Last month I was in Mexico City to celebrate what the Producer accidentally called “the one hundred thousandth performance of Spamalot, er sorry the one hundredth performance.” I was there to attend a gala performance to unveil a plaque celebrating this not quite so momentous achievement and to expose myself to the Mexican media where, I was assured, I was a bigger draw than Andrew Lloyd Webber.
The Producers met me in style, in a huge Cadillac SUV, with cream leather reclining massage seats, with a driver, a bodyguard and a translator, and as we drove into town I felt like the Kardashians. Fortunately they were nowhere to be seen.
They checked me into the Hotel Camino Real, a magenta colored hotel, with long wide corridors, virtually identical to the one we stayed in in Ixtapa while filming Yellowbeard in October 1982, almost thirty years ago. I was immediately filled with memories of that extraordinarily talented comedy cast, so many of whom have passed away since then: Graham Chapman, Spike Milligan, Kenneth Mars, Peter Bull, Susannah York, Harry Nilsson, the mighty Peter Cook, the hilarious Peter Boyle, the very funny Madeleine Kahn, Sir Michael Hordern, dubbed by Cook Hordern Monster for his superb display of shouting at the Front Desk, a performance, Peter said, that was even better than his Lear. Then there was the fabulous actor James Mason, and of course the much lamented Marty Feldman who died right here in Mexico City from a heart attack, which became fatal only because it was rush hour and the ambulance could not reach him in time. The traffic was crazy then, and now, thirty years later, it is totally insane. I am offered various estimates on how long it will take to get to the theater tonight, from twenty minutes to two hours, depending on the traffic. The Mexicans themselves use this as the perfect excuse to be late. Indeed the curtain is delayed twenty minutes as only half the audience have taken their seats. People are still walking in five minutes before the Intermission. Now that’s late on an Elizabeth Taylor level.
I’ve always found bad films more fun to be on than good films and god knows Yellowbeard is not something you should try watching by yourself, but The Making of Yellowbeard documentary is rather interesting, as the movie looks like it is going to be very funny.
“Everyone is laughing a lot,” says one of the writers on camera.
“That’s the kiss of death” says Spike Milligan presciently.

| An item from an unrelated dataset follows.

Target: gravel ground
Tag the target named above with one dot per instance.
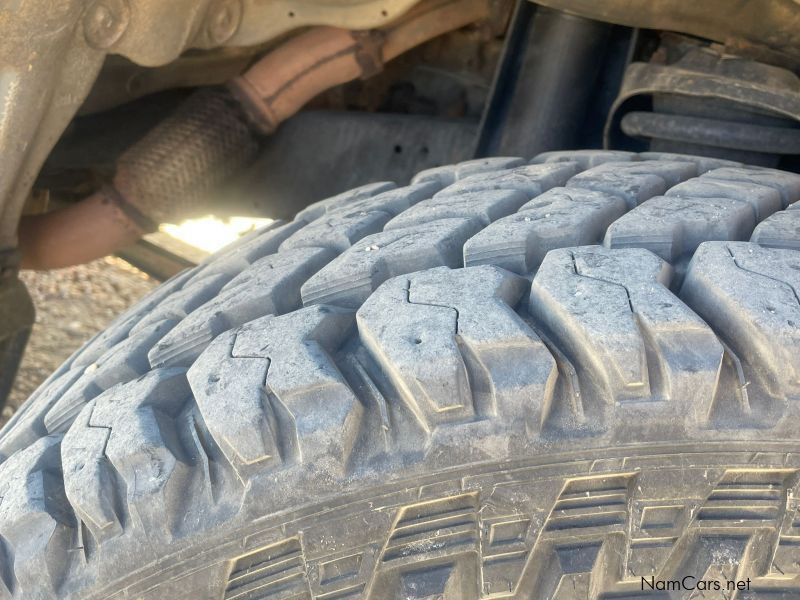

And indeed it did die a swift death, but it is worth watching the backstage stuff if only for the great Cook, who was on superb form until he finally succumbed to the Camino Royal mini bar and returned to his first love, alcohol.
Graham, however, was strong and fit and in full alcohol recovery mode, and he remained on splendid form, except for one mad night at a party when he crazily tried to leap in to the back of an open vehicle which David Bowie was driving away at great speed, injuring his leg quite badly, and almost shutting down production. Not a good move on your own movie. Fortunately he was a Doctor. David, who had had a few, showed up next day totally mortified.
Peter, though, was on superb form, bobbing up and down in the hotel pool asking strangely pertinent philosophical cosmic questions :
“We all know the speed of light, but what is the speed of darkness? “
“We know where the light comes from but where does the darkness come from?”
Questions we are still struggling with today.
At this point in his life he had given up drinking and one evening he suggested we needed to find some grass. I agreed to accompany him on this expedition, but where to begin?
“We shall find the nearest bordello” said Peter.
My wife gave me an old fashioned look, but, with his incredible charm, Peter reassured her I should come to no harm. Somewhat skeptically Tania agreed, so off we drove to the local whorehouse. It wasn’t far. A small door in a white-walled street led into a cantina, a square open to the sky with a band and a bar and lovely girls who were happy to dance, or there was a low cabana with discreet rooms if you wished to dance horizontally. There were tables for drinking and strings of coloured lights and when we entered it had the air of a private party where the guests had yet to arrive.
Peter was an instant hit. He ran in shouting loudly in cod Spanish, shook the hand of the barman, seized a beautiful tall girl wearing only a bright red bathing suit and began the most unimaginable shaking jitterbug boogie. The girls went nuts. They danced around him and he boogied with them all, flinging his arms around, his hair wild, occasionally sinking to his knees or exaggeratedly twisting low. One minute it was a slow night in a naughty night club and the next it was a one-man fiesta.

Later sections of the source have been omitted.